During this phase, learners get to demonstrate what they learned and apply the material in a way that makes sense to them. This goes beyond reflection and personal understanding in that learners have to create something that is individualized and extends beyond the lesson with applicability to the learners’ everyday lives.

At the end of her post, Gerstein provides an example of the four stages in a particular course, which is quite helpful.

I find it very important to think about lectures, discussions, assignments, etc. in a more holistic fashion, as part of a larger process that is justified by more than my own sense of, well, this is just how it’s been done before so I’ll continue doing it. I do strongly agree that beginning with an “experiential exercise” of some kind makes sense, and I’ve tried to incorporate some of that in my philosophy classes, trying to find some way to help students engage with the problems at hand to be energized to pursue them further. Thought experiments, discussions of current events, and eliciting personal experiences in journals are ways I’ve tried so far. I’ve also used journals as reflection tools, and small group discussion and presentations for the same purpose. I suppose the last phase, demonstration and application, would correspond to an essay in philosophy, and I’ve even at times tried to incorporate their own everyday lives into essays, by scaffolding essay assignments that begin with their own views, then use the texts read to support or criticize or encourage change in their own views. Of course, that doesn’t take place inside the classroom, and I’m not sure it always has to.

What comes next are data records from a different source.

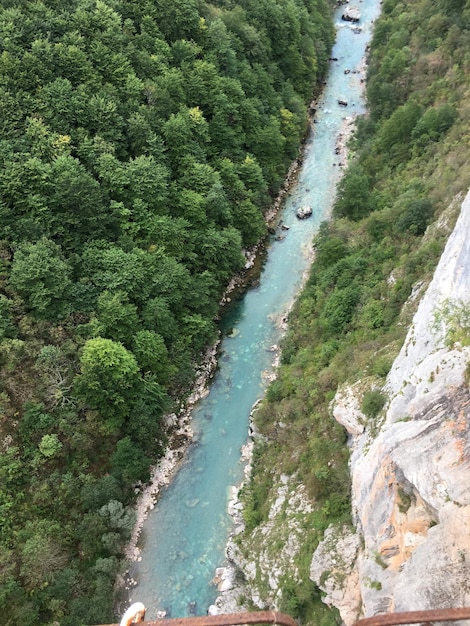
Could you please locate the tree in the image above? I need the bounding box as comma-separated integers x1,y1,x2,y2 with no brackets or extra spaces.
163,106,210,170
80,244,155,305
38,434,62,459
396,198,434,235
111,437,151,484
93,290,140,344
74,338,140,432
9,238,71,319
411,104,457,146
151,0,200,42
237,154,269,207
0,295,16,340
141,297,178,342
124,155,169,213
133,330,171,383
333,165,372,221
232,198,265,246
20,521,68,592
249,116,286,187
376,100,423,161
48,155,112,245
320,285,361,336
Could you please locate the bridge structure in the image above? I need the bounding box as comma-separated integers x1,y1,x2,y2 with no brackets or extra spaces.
98,606,470,626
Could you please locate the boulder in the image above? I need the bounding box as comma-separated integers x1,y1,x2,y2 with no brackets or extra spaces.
342,6,361,22
296,205,313,219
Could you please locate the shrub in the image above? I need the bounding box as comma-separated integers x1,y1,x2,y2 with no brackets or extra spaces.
361,389,386,418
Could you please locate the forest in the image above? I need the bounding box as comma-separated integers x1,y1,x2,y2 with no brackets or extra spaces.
0,0,335,624
239,0,470,622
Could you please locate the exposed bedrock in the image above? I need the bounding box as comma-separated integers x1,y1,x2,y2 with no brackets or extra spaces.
311,191,470,622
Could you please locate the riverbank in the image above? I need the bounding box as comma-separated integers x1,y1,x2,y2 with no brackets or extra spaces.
123,343,217,563
121,144,310,582
121,88,363,619
120,0,380,612
208,28,373,620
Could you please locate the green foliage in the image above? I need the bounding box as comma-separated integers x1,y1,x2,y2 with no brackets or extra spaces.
0,0,335,620
0,295,16,340
19,520,69,592
74,337,140,431
371,355,394,378
320,285,361,336
111,436,151,485
93,290,140,344
38,434,62,459
9,238,71,319
396,198,434,235
314,224,348,268
133,330,172,382
361,390,387,419
397,486,414,513
411,104,457,146
434,299,470,347
333,165,373,220
376,100,423,164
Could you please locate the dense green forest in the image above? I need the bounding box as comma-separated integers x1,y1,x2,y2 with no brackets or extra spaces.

Perhaps this model resonated with me b/c I’m already doing these things, sometimes, in some classes, without really thinking about the whole picture.

Summary of my thoughts on flipping the classroom in Philosophy

  • The flipped classroom idea as a bare bones notion of taking lectures outside the classroom and doing other things inside it is not enough to address the concerns I’ve been having with my class time. I need to think more about just what those lectures would look like, whether inside or outside.
  • If done at all, I agree with Gerstein that it would be best consciously done as part of a larger model, where one has a good sense of what one is doing inside the classroom and why.
  • I still, at the moment, want to hold on to doing the lecture in the classroom, because it allows for interactivity during the lecture, which energizes both me and the students if done well. I try to only rarely just talk myself for much more than about 10 minutes, and then ask probing questions to get a mini-discussion going, before going back to the lecture. If the lecture is short overall, I can still have time to do the other things during class.

In a later post (“Flipped Classroom: The Full Picture for Higher Education”), Gerstein sums up nicely how I feel at the moment about the flipped classroom:

If video lectures drive the instruction, it is just a repackaging of a more traditional model of didactic learning.  It is not a new paradigm nor pedagogy of learning.